Welcome to the wonderful world of handicapped chess engine ratings. You're finding out that almost all of the time, the assigned ratings are just guesses. :)
Exact ELO of low quality engines or SF at lower levels's ELO or Leela's old versions's ELO...?

Let's try to make accurate guesses then, at least so they make some sense as far as possible.
How would you rate a child who just learned the pieces movements and the rules but has absolutely zero understanding of the tactics and zero training to see when a piece is hanging or attacked and then played mainly intuitively with poor untrained intuition?
It should be better than random, but just slightly. Why not take Elo100 random and Elo200 Child first day? We don't really need the first hundreds to fit the Elo formula too much otherwise we'll need negatives Elo (My guess is if we want to be really accurate then we'll have Child around Elo -200 and Random around Elo -500 then a player trying to loose even lower, that may be interesting but has no use at all, better for me is finding a scale with which somehow a beginner will find easy to pick up the engines playing his level in my collection, not that I need this, but that it forces me to have a scale that keep some practical sense. Then higher than lvl 1500 it makes sense that Elo formula is respected. If I do make it a real goal, then I'll probably have engines ending with much higher Elo rating than those usually assumed. It would be no surprise as many state they are a few hundred points underrated. Elo points system cannot work correctly if there is few games played between two communities. And there is a lot of games between engines, a lot between humans, but very few RATED between H/E. And it's hard to make real correspondence as they don't play the same.
Like I'm very surprised with Pinguin loosing THAT HARD against Leela while Leela was still very weak obviously doing much more mistakes than him everybody knew it. So how did he manage to lose like that? Let him play a few hundred games against the same Leela ID and he'll win at least 50% of the time I really bet. But who want to play hundreds games against Leela? There is certainly a solid way to play waiting for her to blunder, and certain situation that increase a lot the blunder probability. You just need to find it. Just like a beginner against PacMan arcade game find it impossible to stay alive but the one who has observed how enemies evolves on the screen following certain laws, he can escape all the time. On funny thing that help understand is when you see Leela progressing from ID to ID on the official page. Than at home you have a few ID and let's say the ID 24 is beats the 23, the 23 beats the 22, the 22 beats the 21 etc. So the Elo is improving. That seems logical. But then you try ID 21 versus ID 24 and you discover the 21 beats the 24. WTF? That really happens. (If you want to check see with ID 9, I'm almost sure it's the most obvious, it beats ID 8 but is beaten by lower if I recall correctly.)
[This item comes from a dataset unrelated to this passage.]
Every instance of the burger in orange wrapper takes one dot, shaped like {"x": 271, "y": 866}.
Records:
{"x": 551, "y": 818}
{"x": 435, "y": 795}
It's obvious that the Elo progression is illusion there! There is one progression but there is too a circle evolution with strategies beating other without being better in an absolute standpoint. Like the Rock-Paper-Cissor game. That's why if I were SF team I would absolutely train my Leela against other engines of same approximate level TOO (not only with herself). That's also why SF8 loosed against AZ. Had the team a few minutes to make some adjustment knowing how AZ plays, like the do with Komodo or Houdini, it would have crushed AZ easily. So Engines ratings are altogether underrated and overrated in the same time... It's no secret that in the superfinal, SF9 was adjusted to beat H6. So there is two different rated SF9 entities. One that you download and play and is always the same, and one that developers adjust for events. The second is a lot better than the first, but it's not an engine, it's a team plus an engine.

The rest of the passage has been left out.